Funeral directors have been sent letters from the city's privately-owned crematoriums saying they will no longer accept Ecocoffins, a brand of cardboard coffin with an oak veneer, imported by Christchurch man John Guthrey.
Crematorium Society of Canterbury general manager Barbara Terry said the Ecocoffins, imported from China, could be used for burials but not burnt in the crematorium because of the amount of ash they produced, coupled with safety concerns.
"There is no credible data or research that can make us feel confident the emissions from this product are of acceptable standards," she said.
"This particular supplier has made the decision to bring these caskets into the country and the onus is on him to present information to the industry.
"They leave a tremendous amount of fly ash, which does not combust and settles amongst the remains of the deceased like a tacky attachment. It is a sensitive issue and we must take care to return ashes to the family to our satisfaction."
A further reason cited by Terry was out of concern for her staff. She said the casket combusted almost immediately it entered the crematorium and did not allow staff enough time to safely close the door. North Canterbury Crematorium Ltd manager Phil Seal said he had conducted a trial with Guthrey and a scientist hired by Guthrey, and the pair had "acknowledged there was a problem".

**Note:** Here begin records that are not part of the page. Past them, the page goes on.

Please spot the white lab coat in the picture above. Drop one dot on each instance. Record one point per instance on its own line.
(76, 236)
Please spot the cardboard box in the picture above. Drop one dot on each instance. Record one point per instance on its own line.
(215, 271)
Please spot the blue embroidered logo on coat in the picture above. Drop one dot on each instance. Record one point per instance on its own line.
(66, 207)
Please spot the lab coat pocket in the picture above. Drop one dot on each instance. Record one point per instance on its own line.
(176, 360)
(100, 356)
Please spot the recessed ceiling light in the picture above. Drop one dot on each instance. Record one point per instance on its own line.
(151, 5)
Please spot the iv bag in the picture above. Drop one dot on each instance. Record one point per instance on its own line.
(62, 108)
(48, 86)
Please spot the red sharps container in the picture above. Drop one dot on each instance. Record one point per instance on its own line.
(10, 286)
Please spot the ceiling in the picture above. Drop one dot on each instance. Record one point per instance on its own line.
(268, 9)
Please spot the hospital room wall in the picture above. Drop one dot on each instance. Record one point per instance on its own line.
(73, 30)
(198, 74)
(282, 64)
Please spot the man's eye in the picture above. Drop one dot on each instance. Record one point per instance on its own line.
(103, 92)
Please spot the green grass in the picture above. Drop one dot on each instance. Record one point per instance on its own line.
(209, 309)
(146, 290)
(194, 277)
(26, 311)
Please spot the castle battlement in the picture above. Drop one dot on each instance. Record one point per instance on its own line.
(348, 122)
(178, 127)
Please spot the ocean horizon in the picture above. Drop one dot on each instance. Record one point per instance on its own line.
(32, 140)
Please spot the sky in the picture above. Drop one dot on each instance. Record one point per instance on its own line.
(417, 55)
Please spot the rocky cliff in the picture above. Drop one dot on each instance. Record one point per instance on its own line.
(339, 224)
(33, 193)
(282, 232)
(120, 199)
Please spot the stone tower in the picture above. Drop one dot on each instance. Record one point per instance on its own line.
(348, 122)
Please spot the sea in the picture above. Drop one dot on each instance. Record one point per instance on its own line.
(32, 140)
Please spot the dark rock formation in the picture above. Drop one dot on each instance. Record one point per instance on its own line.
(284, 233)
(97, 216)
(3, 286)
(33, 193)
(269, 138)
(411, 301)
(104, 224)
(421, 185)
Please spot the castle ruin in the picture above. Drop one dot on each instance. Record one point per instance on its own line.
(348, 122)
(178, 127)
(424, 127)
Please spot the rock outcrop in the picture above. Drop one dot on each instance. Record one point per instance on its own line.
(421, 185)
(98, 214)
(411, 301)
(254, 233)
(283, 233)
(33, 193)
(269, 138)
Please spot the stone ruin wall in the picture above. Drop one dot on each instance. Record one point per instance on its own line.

"There is a residue on the cardboard casket," he said. "We won't cremate them. "Something is wrong with the caskets and the reality is they are not eco-friendly. They are OK for burial but not for cremation.
"If we compromise our resource consent, Environment Canterbury (ECan) will close us down and we can't afford that."
Christchurch crematorium owners spoken to by The Press agreed the onus to provide research on the composition of the cardboard caskets was on the importer, but their own tests had proved unsatisfactory. Guthrey said the caskets had been tested by a British company and were regularly used in Britain. He was working with ECan and a scientist with the hope of having the Ecocoffins accepted by crematorium owners as soon as possible.
"I want to work alongside the crematoriums on this issue. "Everybody must work as a team. Members of the public who have ordered them have to go to other parts of the country if they want to be cremated, and I hope pressure by the public encourages crematoriums to think again," he said.
"I dispute there is any problem with physically putting them in the burner."
The manager of Auckland's Purewa Cemetery and Crematorium, Clifton Thomson, said many Auckland crematoriums under the Auckland Regional Council's authority refused to use cardboard coffins because of air pollution.